Cardiac Multimodality Imaging Assessment of Dystrophic Myocardial Calcification in a Human Immunodeficiency Virus-Infected Patient With Dilated Cardiomyopathy

Affiliations
Case Reports

Cardiac Multimodality Imaging Assessment of Dystrophic Myocardial Calcification in a Human Immunodeficiency Virus-Infected Patient With Dilated Cardiomyopathy

Diego Xavier Chango Azanza et al. Cureus. .

Abstract

Dystrophic myocardial calcification represents the sequelae of local tissue damage and cellular necrosis. We present the case of a 72-year-old man who presented with exertional chest pain. He had a medical history of human immunodeficiency virus (HIV) infection and chronic dilated cardiomyopathy with severe left ventricular (LV) systolic dysfunction and wall motion abnormalities at the inferior and lateral LV walls. A cardiac magnetic resonance (CMR) examination from 16 years ago showed a subendocardial late gadolinium enhancement (LGE) distribution consistent with prior myocardial infarction (MI). Recently, a pharmacological stress myocardial perfusion imaging by CMR had been positive for myocardial ischemia in the left descending coronary artery (LAD) territory.

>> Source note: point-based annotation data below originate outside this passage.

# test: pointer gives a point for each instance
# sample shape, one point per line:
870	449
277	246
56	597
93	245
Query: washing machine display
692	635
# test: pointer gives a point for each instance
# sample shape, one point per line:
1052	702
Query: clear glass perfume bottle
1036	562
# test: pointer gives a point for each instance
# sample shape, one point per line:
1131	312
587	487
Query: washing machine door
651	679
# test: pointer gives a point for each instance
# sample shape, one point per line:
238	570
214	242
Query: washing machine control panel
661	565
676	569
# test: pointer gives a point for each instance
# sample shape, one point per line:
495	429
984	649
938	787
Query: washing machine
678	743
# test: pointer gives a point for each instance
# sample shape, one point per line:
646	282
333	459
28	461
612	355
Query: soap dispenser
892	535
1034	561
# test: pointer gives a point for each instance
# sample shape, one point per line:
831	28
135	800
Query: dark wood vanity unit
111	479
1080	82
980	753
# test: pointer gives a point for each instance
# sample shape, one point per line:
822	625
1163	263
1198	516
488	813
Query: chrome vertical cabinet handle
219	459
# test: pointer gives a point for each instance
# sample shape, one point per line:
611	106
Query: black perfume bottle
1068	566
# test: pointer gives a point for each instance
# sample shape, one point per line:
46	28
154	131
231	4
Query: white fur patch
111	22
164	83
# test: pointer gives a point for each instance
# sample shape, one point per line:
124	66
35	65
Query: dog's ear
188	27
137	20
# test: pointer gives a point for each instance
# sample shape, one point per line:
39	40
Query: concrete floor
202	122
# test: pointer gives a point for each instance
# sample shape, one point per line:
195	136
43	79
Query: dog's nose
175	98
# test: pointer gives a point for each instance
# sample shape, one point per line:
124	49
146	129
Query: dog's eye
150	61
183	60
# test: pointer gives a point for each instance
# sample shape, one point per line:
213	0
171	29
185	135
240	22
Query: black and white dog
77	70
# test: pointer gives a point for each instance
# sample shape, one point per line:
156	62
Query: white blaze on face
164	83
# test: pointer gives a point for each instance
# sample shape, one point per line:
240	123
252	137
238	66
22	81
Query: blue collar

A cardiac CT angiography (CCTA) showed non-significant LAD obstruction <50% consistent with microvascular ischemia and the presence of dystrophic myocardial calcification as an unusual progression of a prior MI. Conservative approach and optimal medical therapy were employed in our patient, and there was no symptom progression during the two-month follow-up period.

Keywords: cardiac multimodality imaging; dystrophic myocardial calcification; hiv-infection.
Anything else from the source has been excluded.